Plasmodium billcollinsi

Scientific classification
- Domain: Eukaryota
- Clade: Sar
- Clade: Alveolata
- Phylum: Apicomplexa
- Class: Aconoidasida
- Order: Haemospororida
- Family: Plasmodiidae
- Genus: Plasmodium
- Species: P. billcollinsi
- Binomial name: Plasmodium billcollinsi Krief et al., 2010

= Plasmodium billcollinsi =

- Genus: Plasmodium
- Species: billcollinsi
- Authority: Krief et al., 2010

Species of single-celled organism

Plasmodium billcollinsi is a species of the genus Plasmodium subgenus Laverania.

It is a parasitic protozoan found in chimpanzees in Central Africa. The parasite is named in honour of the malariologist William E. Collins.

== Taxonomy ==
Both P. billcollinsi and P. billbrayi were suggested based on mtDNA and nuclear gene sequences, in addition to having been obtained from chimpanzee samples.

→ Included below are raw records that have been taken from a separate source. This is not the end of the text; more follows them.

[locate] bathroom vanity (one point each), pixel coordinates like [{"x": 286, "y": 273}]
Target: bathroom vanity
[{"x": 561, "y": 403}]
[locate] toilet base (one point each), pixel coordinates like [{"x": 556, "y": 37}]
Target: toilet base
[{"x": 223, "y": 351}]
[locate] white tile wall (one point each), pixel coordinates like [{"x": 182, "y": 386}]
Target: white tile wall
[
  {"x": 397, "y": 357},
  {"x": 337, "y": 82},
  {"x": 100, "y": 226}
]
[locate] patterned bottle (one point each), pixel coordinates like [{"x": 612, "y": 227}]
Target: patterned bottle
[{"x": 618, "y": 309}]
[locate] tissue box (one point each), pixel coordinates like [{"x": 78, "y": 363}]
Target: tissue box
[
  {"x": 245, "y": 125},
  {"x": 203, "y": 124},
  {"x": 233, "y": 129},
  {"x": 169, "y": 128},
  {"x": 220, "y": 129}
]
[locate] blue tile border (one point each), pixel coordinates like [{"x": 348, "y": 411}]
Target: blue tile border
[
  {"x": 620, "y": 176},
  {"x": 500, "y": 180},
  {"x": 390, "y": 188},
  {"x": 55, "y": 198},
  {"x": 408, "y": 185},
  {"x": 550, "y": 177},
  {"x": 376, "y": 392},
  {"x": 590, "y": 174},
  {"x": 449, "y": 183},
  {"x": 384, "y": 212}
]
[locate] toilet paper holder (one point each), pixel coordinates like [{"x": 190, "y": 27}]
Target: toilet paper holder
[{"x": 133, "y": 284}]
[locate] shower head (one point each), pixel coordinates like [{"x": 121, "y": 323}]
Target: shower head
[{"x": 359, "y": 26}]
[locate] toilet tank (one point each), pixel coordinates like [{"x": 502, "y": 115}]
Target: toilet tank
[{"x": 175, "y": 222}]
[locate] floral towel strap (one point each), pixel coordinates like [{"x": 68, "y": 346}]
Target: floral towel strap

Plasmodium billcollinsi is located at the root between P. falciparum and P. reichenowi.

== Distribution ==
Analysis made on 1,261 samples revealed that at least six Plasmodium species circulate in great apes in Gabon, with P. billcollinsi being found faecal samples from 791 chimpanzees.

== Hosts ==
Along with P. reichenowi, P. billbrayi and P. gaboni, P. billcollinsi infects with malaria to only chimpanzees. The parasite has been found in at least three subspecies: P. t. verus, P. t. troglodytes, and P. t. schweinfurthii.